By Sarah Rodman, Globe Staff
Boston Globe

If what matters, as Brad Delp once sang, is what you leave behind, then the former Boston singer's legacy is in good hands.
Last night at the Bank of America Pavilion, family, friends, and former bandmates paid tribute to not only the singer behind the microphone for classic rock songs including "More Than a Feeling," but the man they loved and are no doubt still grieving following his death by suicide in March.

Dubbed "Come Together: A Tribute to Brad Delp," the five-hour event was much more celebration than memorial.

Big speeches were shelved in favor of playing the music that meant so much to the vocalist and the fans he so clearly cherished.

The sentiment the musicians felt toward their friend was evident in that playing.

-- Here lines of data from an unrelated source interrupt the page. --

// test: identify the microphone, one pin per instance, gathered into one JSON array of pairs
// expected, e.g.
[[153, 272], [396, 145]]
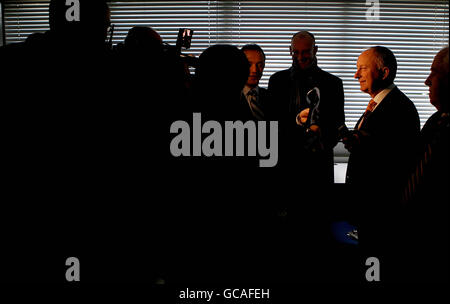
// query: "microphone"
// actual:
[[313, 99]]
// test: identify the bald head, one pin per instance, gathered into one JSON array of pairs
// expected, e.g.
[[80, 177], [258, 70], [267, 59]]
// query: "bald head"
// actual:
[[437, 81], [304, 35], [303, 50]]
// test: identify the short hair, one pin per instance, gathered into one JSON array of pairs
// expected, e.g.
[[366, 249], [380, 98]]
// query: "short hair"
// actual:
[[304, 34], [253, 47], [385, 58], [442, 56]]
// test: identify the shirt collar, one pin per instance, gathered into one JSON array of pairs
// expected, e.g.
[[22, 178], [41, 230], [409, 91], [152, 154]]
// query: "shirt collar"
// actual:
[[246, 89], [380, 96]]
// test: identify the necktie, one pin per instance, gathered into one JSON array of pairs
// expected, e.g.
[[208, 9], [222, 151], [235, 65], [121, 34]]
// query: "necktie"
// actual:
[[370, 107], [252, 102]]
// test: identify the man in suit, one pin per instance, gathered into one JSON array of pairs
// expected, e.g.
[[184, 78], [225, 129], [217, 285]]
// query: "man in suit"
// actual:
[[381, 154], [288, 90], [252, 93], [426, 194]]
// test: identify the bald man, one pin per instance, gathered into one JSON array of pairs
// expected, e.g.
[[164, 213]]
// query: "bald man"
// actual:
[[288, 89]]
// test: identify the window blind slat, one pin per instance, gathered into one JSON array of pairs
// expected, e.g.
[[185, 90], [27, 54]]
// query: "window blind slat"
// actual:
[[414, 30]]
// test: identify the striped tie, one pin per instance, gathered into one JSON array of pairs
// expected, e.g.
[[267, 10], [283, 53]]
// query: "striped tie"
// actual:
[[252, 102], [372, 104]]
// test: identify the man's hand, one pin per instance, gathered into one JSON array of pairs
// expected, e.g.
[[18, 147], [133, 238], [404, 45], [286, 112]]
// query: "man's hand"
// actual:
[[354, 139], [302, 117]]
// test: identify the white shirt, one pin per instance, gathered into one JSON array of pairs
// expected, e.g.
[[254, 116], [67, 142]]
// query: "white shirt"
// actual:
[[380, 96]]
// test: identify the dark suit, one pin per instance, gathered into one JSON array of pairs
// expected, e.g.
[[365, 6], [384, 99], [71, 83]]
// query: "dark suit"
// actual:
[[286, 85], [376, 170], [428, 211], [261, 102]]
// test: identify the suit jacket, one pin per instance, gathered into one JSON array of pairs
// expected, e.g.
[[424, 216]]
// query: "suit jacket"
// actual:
[[262, 101], [283, 87], [376, 171]]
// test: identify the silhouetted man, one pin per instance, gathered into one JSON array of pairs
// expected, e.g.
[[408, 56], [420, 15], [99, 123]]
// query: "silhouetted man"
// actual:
[[426, 194], [288, 90]]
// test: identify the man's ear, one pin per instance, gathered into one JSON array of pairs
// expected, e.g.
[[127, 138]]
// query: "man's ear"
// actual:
[[385, 71]]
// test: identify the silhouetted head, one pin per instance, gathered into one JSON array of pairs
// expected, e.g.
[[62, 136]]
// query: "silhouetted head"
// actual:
[[376, 69], [223, 68], [437, 81], [303, 50], [94, 20]]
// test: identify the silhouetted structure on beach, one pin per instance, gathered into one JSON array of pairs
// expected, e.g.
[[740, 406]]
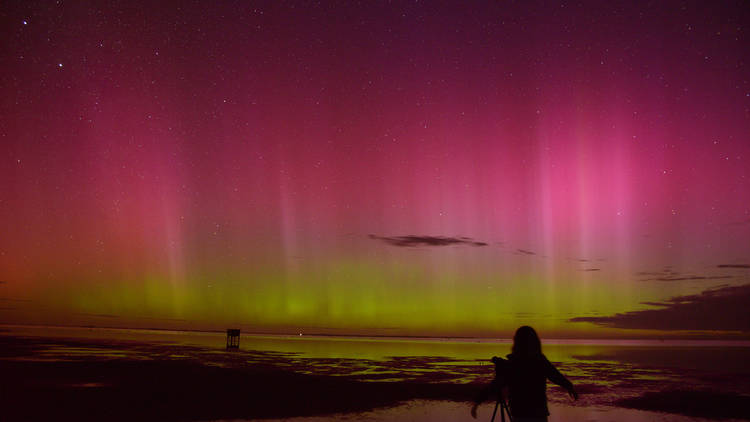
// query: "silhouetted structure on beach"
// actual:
[[233, 338]]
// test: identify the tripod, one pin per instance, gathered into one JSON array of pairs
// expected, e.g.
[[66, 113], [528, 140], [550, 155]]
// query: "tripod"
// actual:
[[503, 410]]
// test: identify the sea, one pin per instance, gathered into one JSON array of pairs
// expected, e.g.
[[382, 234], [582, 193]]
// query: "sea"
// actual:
[[618, 380]]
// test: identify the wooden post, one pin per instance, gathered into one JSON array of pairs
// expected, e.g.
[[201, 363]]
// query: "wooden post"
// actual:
[[233, 338]]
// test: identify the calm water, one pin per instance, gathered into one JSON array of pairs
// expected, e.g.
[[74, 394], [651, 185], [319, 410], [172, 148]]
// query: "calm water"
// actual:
[[605, 372]]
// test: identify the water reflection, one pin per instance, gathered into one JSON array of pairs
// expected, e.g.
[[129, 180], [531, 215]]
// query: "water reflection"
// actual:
[[610, 376]]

Seemingly every member who ever played in Boston showed up for the hourlong closing set, which found Michael Sweet of Stryper doing his level best to do Delp justice on "Feeling," and other members such as bassist Kimberly Dahme handling "Walk On" and, in a move Delp would have loved, a fan named Tommy DeCarlo ripping through "Smokin'."

Whatever tension still exists among some of the original members of Boston was shelved when guitarist Barry Goudreau and bassist Fran Sheehan joined guitarist and band architect Tom Scholz for the encore, "Don't Look Back." (Drummer Sib Hashian was in the house but did not play).

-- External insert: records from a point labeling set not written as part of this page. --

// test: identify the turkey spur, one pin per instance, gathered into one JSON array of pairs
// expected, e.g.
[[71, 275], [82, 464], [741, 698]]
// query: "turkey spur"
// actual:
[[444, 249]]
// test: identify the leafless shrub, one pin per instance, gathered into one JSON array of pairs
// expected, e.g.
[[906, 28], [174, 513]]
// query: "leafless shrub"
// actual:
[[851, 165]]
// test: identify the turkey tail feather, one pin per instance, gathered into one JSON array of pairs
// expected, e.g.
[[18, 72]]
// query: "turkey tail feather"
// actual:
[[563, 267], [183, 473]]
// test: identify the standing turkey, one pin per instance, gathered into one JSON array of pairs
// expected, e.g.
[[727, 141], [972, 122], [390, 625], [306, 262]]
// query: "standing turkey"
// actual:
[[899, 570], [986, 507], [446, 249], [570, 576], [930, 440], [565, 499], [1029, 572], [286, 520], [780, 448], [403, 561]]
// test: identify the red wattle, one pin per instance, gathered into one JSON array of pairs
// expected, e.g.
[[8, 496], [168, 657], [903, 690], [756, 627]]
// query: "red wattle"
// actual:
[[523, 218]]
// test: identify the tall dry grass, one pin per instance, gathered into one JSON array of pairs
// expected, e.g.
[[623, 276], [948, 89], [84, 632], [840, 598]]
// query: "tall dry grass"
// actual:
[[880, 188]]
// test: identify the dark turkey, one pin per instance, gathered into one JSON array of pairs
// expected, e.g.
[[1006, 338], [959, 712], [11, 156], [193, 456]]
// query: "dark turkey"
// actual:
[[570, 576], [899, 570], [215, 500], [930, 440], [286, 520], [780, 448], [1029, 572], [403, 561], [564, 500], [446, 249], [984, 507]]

Delp's post-Boston outfit with Goudreau, RTZ, gave a heartfelt performance that included a new number written after his passing called "Set the Songbird Free."

In addition to their own hits such as "More Than Words," Extreme debuted a piano ballad that singer Gary Cherone and guitarist Nuno Bettencourt had co-written with Delp after his appearance at their reunion show at the same venue last summer.

The night's most poignant and comic moments came during a film that Delp's daughter Jennifer had made for her father called "The Rock Star I Called Dad." Delp's friends and family recalled the man, not the multiplatinum arena rock star, who had a bone-dry sense of humor, who adored movies and making those around him feel special.

"The best thing you can do to honor Brad is to have a great time," said Scholz.

And the crowd did just that, ensuring that Delp's memory won't be left behind.